We have developed a method to infer polygenic adaptation on trait-associated variants in an admixture graph, so as to be able to pinpoint where in the history of a set of populations this type of selective processes took place. Our method requires GWAS data for a particular trait, allele frequency data for a set of populations, and a precomputed admixture graph that relates these populations with each other. Importantly, the method relies on the admixture graph as an accurate description of the ancestral genome-wide relationships among the populations under study. Potential users should be careful about correctly estimating branch lengths and ghost populations that are not included in the graph but may have substantial unaccounted ancestry contributions to the populations that are included. We used *MixMapper* (Lipson *et al.* 2013) to infer the graph topology and branch lengths.

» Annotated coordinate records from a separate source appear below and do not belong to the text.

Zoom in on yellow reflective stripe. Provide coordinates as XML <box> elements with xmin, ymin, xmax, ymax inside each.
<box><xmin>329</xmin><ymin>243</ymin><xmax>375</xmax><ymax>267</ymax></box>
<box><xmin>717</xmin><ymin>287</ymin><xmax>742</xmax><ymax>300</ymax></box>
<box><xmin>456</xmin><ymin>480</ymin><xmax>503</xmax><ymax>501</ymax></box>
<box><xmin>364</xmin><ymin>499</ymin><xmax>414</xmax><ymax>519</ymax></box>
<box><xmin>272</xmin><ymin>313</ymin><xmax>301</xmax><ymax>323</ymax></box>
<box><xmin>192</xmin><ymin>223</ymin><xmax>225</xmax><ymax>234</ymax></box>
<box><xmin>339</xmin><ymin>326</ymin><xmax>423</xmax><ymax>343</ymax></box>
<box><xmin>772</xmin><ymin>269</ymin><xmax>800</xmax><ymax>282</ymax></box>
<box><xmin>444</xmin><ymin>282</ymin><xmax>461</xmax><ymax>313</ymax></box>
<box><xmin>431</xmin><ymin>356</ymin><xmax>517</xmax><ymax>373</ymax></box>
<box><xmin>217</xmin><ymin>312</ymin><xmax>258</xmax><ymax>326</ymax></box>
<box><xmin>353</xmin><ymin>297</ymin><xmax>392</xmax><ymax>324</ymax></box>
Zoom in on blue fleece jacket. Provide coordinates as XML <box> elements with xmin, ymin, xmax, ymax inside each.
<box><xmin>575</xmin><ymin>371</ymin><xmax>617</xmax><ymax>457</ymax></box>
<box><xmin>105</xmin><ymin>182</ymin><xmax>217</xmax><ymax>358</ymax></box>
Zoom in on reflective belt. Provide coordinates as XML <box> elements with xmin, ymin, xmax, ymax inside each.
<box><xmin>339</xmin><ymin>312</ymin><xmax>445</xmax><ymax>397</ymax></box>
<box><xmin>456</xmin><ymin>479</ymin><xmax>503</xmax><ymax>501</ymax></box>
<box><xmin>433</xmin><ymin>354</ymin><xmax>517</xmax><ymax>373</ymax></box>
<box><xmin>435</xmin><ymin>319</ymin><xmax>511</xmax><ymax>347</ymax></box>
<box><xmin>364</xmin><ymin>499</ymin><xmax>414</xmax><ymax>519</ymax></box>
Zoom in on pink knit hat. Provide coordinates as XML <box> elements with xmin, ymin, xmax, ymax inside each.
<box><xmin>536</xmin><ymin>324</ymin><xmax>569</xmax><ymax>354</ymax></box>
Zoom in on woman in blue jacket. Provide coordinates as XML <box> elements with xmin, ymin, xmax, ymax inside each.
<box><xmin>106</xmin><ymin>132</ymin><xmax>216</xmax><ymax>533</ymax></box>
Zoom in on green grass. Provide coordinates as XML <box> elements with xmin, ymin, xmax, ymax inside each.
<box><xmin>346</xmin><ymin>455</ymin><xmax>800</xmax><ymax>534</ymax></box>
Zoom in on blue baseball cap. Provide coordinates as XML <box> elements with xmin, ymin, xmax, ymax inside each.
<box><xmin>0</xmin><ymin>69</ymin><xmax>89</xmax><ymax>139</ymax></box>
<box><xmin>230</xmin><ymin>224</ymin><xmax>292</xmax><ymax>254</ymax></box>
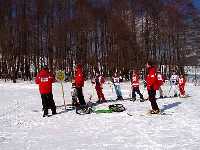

Alternatively, one can also use other programs, like *qpGraph* (Patterson *et al.* 2012) or *TreeMix* (Pickrell and Pritchard 2012) to build graphs, though we caution that the estimated drift values of the branches in the output of these programs are scaled (in different ways) by the heterozygosity of ancestral nodes [see Supplemental Material of Lipson *et al.* (2013) for a way to properly obtain drift values from differences in allele frequencies between populations].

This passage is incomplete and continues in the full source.